Lo más increíble del tentetieso es el final: que siempre acaba derecho de nuevo. No inmóvil, no indolente, no impasible. Sólo derecho. De pie. Como los árboles, que cuanto más profundas sean las raíces, más capacidad para elevar las ramas sin miedo, en danza con el viento. Y es entonces cuando me pregunto por ese contrapeso que nos ordena y endereza. Supongo que cada cual tiene que encontrar el suyo. Sólo una cosa está clara: no viene de fuera, está dentro. Todos tenemos un peso que nos centra. San Agustín decía que ese peso es el amor. Pere Casaldáliga, unos 16 siglos después, creo que decía más o menos lo mismo en este poema:
Yo moriré de pie, como los árboles: / Me matarán de pie.
El sol, como testigo mayor, / pondrá su lacre
sobre mi cuerpo doblemente ungido,
y los ríos y el mar / se harán camino de todos mis deseos,
mientras la selva amada / sacudirá sus cúpulas de júbilo.Yo diré a mis palabras: / No mentía gritándoos.
Dios dirá a mis amigos: / Certifico que vivió con vosotros
esperando este día.De golpe, con la muerte, / se hará verdad mi vida.
¡Por fin habré amado!
Quizá sea verdad que, al final, sólo se trata de eso.
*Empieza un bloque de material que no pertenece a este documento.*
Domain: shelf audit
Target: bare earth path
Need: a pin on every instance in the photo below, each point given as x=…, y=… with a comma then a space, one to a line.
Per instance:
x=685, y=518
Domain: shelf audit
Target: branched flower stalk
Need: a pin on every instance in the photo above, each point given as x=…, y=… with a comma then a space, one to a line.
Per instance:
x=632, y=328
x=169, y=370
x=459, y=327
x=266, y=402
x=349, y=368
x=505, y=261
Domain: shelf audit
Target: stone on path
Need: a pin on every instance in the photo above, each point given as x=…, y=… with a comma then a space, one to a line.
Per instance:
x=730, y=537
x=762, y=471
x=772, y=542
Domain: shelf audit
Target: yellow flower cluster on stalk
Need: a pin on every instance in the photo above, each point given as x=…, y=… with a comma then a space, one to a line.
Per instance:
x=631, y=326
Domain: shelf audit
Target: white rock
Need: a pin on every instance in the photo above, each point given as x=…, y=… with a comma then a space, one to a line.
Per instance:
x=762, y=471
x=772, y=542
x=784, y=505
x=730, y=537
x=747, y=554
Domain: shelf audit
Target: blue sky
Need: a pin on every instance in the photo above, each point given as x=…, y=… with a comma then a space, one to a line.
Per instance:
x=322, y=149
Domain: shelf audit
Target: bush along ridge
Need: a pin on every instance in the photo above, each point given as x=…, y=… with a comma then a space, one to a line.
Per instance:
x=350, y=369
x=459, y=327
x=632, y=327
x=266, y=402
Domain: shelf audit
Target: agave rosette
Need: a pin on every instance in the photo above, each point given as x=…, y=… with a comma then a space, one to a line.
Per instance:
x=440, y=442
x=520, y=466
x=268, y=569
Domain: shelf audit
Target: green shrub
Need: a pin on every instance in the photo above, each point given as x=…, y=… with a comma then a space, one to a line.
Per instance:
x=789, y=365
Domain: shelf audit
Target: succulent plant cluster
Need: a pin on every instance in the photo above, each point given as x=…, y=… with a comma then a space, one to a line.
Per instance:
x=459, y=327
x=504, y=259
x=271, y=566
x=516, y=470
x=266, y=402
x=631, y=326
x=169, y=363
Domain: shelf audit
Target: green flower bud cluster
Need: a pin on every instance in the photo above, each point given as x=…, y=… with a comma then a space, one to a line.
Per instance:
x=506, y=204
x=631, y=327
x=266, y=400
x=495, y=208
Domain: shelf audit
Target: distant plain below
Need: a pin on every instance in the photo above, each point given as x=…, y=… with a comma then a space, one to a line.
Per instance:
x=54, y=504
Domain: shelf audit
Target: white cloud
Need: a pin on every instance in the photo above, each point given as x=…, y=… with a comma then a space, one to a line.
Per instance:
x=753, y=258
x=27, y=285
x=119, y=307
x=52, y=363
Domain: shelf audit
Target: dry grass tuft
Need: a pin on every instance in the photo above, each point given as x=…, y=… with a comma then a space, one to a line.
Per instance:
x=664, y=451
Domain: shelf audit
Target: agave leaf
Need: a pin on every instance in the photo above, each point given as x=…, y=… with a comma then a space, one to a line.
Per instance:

Que el amor te centre, te mantenga derecho (no firme), te vuelva a tu lugar (no a lo de siempre), a tu centro, como una columna vertebral poderosa e insobornable. Sí, creo que todos tendríamos que tener un tentetieso cerca y bien visible, que nos recuerde que estamos hechos para dejarnos mover por la vida pero, sobre todo, para volver siempre al propio centro, allí donde podemos vivir derechos.